On Wed, Aug 16, 2023, 22:23 Karen Róbertsdóttir <karen.robertsdottir@gmail.com> wrote:

Perfectly fine!  But, question:

> The strategy_func would be
> responsible for mutating (blending) members of the population together,
> doing the crossover/recombination itself, and returning a trial vector with
> shape (N,).

So it wouldn't be told what other candidate to perform recombination with - it should pick recombination targets itself?  I mean, that's workable, just being clear on this.


The strategy function would be solely responsible for creating a trial vector. It could do anything it wanted, so long as it returned a trial vector the same shape as the problem description. Whether the strategy function was sensible would be solely at the discretion of the user. The fitness of the trial function is determined outside the strategy function.
 
I can't speak for others, but I'm fine with receiving it in the [0, 1] range and then scaling it myself, to avoid the need for the stock functions to take that slight overhead hit.  But whatever your preference is works for me.
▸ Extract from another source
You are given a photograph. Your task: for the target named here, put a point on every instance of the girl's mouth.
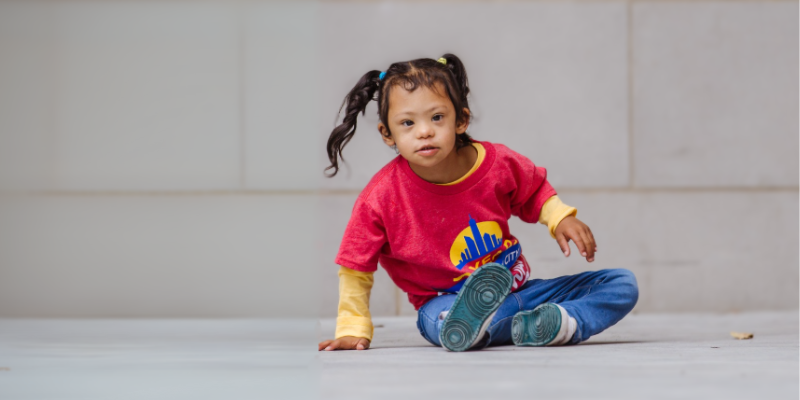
(428, 151)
On further reflection it makes sense to supply the population in the [bounds.lb, bounds.ub range]. It would be a copy of the population, so the original array wasn't overwritten by the user.
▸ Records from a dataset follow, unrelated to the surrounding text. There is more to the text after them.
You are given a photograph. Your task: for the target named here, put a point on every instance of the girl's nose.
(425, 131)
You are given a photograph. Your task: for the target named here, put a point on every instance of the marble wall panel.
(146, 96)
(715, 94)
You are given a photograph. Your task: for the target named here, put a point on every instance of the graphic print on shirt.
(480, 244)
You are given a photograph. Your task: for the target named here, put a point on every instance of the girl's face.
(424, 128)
(As a side note, Scipy's inability to save and resume the population during differential_evolution optimization used to be really annoying, given how long CFD optimization tasks take.  However, I did find a kind of cheap hack that I've been using ever since - since the random number generator is deterministic, I simply have the minimization function create a hash value for the candidate, and store the results of the simulation in a hash table, which I save to disk.  Then when I need to resume, I just load up the hash table, and if a candidate has been encountered before, it just immediately returns the previous run's simulation results rather than re-running the simulation. It's an awkward hack, and wouldn't work on tasks where the minimization function is really fast, but for slow tasks like CFD, it works  :)  )

If you use the DifferentialEvolutionSolver (warning, it's private and subject to change), then you can step the solver very easily, it's an iterator. For a single run through it should be very rare that the fitness of a given vector is evaluated twice, only trial vectors are evaluated, and they're always novel. If you want to stop/restart then I understand the need to cache. TBH using very expensive objective functions doesn't sound great for differential_evolution though, there's always a lot of function evaluations.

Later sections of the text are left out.